We here at Mommyish are very familiar with the public-shaming of pregnant women who disregard any safety warning, no matter how much merit is actually has.

That’s why we’re kind of shaking our heads at the newest controversy to hit the with-child world. It looks like some rebellious mamas out there are throwing caution to the wind and dying their hair.

It all started with a Kardashian, and isn’t that always the case. Pregnant sister, Kourtney Kardashian blogged about lightening her hair color while she was pregnant. (It’s nice to see that celebrity mommybloggers are given the same merciless scrutiny that normal moms get online, right?) Suddenly, the world was outraged over her callous choice to endanger her little one with chemicals. Plenty of her own commenters called her selfish and ignorant. It might be the first time that a Kardashian stirred controversy without even meaning to.

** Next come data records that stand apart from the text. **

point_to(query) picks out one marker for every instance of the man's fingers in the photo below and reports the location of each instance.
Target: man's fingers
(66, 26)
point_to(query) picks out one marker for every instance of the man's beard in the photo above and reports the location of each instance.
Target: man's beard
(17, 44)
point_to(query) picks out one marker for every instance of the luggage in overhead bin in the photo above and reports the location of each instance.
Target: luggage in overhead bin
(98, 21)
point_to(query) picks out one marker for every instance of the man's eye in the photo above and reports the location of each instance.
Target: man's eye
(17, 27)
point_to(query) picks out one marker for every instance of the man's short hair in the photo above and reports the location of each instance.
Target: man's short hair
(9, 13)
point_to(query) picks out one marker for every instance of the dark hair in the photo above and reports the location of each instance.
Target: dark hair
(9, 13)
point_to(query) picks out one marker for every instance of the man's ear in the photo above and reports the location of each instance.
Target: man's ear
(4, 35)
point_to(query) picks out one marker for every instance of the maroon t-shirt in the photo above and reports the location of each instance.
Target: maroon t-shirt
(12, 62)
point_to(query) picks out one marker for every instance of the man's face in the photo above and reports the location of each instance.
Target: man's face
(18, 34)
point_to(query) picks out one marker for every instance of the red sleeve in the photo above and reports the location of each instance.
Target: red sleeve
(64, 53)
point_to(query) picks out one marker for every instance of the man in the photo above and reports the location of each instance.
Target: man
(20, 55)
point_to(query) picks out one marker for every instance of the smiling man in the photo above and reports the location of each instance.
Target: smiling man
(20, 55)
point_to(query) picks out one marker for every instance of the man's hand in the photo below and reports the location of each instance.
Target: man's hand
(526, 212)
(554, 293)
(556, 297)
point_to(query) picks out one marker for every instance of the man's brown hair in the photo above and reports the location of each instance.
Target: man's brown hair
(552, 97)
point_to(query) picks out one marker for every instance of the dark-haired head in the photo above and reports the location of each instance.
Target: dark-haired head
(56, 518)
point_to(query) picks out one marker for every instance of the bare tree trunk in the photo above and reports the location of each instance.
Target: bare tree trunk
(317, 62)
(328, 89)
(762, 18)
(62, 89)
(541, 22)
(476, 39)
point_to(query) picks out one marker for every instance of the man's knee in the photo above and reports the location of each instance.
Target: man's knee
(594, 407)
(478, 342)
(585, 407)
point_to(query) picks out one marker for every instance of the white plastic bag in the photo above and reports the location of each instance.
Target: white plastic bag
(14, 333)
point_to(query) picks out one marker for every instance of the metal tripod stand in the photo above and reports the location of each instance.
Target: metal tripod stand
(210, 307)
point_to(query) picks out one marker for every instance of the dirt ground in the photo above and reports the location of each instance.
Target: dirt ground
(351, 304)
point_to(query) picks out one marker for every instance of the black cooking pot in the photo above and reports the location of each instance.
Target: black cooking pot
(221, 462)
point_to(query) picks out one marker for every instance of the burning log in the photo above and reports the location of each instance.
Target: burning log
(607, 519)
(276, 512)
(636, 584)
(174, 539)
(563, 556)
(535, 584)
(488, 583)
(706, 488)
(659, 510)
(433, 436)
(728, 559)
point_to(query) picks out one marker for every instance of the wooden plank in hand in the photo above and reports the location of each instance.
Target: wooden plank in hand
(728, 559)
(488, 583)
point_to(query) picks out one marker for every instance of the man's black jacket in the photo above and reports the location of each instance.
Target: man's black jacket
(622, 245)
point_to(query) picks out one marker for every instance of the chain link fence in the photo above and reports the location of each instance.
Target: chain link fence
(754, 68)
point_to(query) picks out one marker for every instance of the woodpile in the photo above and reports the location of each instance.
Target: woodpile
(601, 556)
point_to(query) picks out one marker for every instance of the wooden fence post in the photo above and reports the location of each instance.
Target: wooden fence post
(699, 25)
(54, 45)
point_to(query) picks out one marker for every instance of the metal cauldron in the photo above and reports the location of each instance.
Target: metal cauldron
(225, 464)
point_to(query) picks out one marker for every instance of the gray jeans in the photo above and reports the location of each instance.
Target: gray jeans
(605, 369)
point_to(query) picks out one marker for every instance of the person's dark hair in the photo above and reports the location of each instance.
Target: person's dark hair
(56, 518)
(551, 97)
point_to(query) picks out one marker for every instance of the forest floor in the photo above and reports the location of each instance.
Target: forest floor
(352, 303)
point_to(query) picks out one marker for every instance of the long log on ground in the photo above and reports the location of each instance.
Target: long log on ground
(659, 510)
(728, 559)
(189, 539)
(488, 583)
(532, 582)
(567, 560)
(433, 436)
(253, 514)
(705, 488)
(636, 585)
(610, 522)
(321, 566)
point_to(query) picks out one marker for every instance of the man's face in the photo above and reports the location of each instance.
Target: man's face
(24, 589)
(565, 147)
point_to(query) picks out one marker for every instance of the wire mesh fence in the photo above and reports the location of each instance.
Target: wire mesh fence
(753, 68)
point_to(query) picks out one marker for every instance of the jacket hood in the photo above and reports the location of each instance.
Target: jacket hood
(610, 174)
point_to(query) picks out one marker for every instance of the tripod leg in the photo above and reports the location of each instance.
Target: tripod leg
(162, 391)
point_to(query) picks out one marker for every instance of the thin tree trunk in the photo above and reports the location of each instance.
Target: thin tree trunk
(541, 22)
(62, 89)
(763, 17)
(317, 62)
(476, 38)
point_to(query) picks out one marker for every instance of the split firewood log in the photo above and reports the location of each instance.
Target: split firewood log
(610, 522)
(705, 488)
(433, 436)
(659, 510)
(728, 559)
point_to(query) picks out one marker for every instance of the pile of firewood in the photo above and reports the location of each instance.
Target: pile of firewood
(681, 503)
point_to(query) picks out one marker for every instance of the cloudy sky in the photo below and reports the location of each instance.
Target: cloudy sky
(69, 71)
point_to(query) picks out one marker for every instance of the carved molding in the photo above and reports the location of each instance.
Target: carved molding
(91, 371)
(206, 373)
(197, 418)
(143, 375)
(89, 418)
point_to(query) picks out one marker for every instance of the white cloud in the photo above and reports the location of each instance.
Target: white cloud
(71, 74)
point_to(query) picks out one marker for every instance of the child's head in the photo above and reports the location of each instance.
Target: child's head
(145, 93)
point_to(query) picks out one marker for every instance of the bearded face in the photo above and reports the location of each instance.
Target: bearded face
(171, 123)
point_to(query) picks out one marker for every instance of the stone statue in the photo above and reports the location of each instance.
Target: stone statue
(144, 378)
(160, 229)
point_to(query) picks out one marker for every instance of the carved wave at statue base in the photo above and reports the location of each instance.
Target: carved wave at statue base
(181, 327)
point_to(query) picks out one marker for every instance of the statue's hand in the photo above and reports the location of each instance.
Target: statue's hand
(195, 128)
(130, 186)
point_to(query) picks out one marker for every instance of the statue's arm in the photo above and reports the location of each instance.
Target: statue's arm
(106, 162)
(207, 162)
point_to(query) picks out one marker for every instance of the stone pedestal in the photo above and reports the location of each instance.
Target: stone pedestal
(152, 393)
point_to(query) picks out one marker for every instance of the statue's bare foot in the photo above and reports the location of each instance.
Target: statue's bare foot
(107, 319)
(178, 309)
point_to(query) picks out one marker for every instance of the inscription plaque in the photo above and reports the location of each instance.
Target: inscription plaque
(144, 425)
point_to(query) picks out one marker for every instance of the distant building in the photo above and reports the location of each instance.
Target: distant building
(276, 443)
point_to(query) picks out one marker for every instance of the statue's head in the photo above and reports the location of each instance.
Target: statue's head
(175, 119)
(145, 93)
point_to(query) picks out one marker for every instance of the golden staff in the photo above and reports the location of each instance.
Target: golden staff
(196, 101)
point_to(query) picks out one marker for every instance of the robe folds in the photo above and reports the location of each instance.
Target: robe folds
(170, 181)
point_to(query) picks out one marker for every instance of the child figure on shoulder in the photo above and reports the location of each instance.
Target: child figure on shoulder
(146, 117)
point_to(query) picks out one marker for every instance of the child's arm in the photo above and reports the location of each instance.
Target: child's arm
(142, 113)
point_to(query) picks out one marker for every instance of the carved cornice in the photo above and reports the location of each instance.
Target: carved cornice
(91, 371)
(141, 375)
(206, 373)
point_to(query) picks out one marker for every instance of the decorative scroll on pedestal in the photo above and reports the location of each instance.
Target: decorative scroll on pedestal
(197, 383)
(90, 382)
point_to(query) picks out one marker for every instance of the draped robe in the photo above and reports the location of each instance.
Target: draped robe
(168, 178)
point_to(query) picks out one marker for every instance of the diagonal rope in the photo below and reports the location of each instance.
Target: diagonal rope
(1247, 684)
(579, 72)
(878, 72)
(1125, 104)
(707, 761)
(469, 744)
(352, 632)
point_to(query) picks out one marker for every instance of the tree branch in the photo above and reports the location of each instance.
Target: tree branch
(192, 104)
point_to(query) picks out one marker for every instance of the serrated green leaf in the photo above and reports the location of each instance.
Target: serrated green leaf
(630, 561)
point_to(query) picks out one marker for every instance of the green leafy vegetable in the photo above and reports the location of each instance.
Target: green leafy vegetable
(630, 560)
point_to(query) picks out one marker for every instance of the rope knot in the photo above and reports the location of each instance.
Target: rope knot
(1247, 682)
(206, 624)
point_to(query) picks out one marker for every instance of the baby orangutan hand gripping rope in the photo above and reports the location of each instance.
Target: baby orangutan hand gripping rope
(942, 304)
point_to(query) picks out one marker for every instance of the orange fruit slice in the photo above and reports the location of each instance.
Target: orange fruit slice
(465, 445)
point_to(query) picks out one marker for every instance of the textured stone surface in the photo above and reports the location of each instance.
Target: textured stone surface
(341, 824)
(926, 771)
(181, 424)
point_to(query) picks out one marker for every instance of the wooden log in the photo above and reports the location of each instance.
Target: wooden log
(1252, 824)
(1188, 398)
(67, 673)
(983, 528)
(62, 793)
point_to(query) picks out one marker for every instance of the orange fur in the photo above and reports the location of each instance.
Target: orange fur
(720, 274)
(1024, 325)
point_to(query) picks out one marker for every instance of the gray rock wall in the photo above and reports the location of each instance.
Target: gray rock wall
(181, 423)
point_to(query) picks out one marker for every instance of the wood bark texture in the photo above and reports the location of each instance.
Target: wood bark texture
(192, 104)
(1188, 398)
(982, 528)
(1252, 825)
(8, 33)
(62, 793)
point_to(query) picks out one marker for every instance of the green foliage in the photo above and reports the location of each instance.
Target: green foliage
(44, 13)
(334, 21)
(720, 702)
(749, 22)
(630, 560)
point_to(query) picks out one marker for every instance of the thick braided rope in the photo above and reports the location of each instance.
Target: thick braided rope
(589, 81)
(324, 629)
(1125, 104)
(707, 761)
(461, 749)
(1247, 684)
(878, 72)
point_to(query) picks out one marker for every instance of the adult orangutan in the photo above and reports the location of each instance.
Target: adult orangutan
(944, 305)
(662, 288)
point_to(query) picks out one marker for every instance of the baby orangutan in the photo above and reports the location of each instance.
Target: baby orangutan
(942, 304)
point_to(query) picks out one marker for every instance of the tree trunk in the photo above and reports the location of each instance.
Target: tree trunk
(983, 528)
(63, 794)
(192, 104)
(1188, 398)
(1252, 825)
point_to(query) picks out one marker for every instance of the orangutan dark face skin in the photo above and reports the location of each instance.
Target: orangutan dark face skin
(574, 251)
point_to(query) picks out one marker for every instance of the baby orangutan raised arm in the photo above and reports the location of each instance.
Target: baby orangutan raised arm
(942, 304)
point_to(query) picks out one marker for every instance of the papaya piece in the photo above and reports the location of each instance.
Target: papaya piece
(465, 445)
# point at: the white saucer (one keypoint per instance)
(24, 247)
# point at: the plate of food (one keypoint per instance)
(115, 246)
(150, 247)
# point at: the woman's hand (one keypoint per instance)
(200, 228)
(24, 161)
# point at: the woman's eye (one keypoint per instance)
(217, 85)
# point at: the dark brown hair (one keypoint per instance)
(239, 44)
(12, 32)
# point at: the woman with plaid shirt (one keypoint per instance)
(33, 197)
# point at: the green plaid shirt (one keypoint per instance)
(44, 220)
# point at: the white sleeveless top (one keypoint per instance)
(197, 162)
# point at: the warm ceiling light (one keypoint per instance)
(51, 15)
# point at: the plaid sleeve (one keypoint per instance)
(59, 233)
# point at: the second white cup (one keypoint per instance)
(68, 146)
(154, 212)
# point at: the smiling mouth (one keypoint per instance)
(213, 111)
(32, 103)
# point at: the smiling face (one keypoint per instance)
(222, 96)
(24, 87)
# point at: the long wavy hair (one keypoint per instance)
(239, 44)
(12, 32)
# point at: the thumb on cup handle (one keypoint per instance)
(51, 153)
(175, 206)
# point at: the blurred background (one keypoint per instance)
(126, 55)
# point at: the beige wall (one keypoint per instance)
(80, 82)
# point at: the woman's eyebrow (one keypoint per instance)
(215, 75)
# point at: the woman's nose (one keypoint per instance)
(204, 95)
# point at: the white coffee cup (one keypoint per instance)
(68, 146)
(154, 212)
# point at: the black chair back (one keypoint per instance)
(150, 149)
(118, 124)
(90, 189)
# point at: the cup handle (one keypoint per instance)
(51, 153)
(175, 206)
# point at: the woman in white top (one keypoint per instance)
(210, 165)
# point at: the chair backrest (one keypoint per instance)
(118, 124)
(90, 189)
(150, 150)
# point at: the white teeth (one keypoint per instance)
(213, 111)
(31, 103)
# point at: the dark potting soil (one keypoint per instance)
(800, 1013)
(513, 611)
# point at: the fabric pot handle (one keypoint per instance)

Still, Kourt defended her decision. In a follow-up, she wrote, “I also used products that did not contain any ammonia. It is also recommended to be in a well-ventilated area as well as being at least in your second trimester, and I followed both of those rules.”

Now, it looks like other moms are joining on the hairdye bandwagon. And some see this as a fundamental fight to keep their identity as women, even while growing a baby inside of them. One Salon writer, Marie C. Baca, talks about her “pregnancy rebellion.” During her third trimester, she walked right into a salon and got her hair dyed, enduring whispers and side-eyes from other customers throughout the experience. She writes that she knew about the risks and studied what she was doing, but this act of rebellion was obviously about a lot more than hair dye.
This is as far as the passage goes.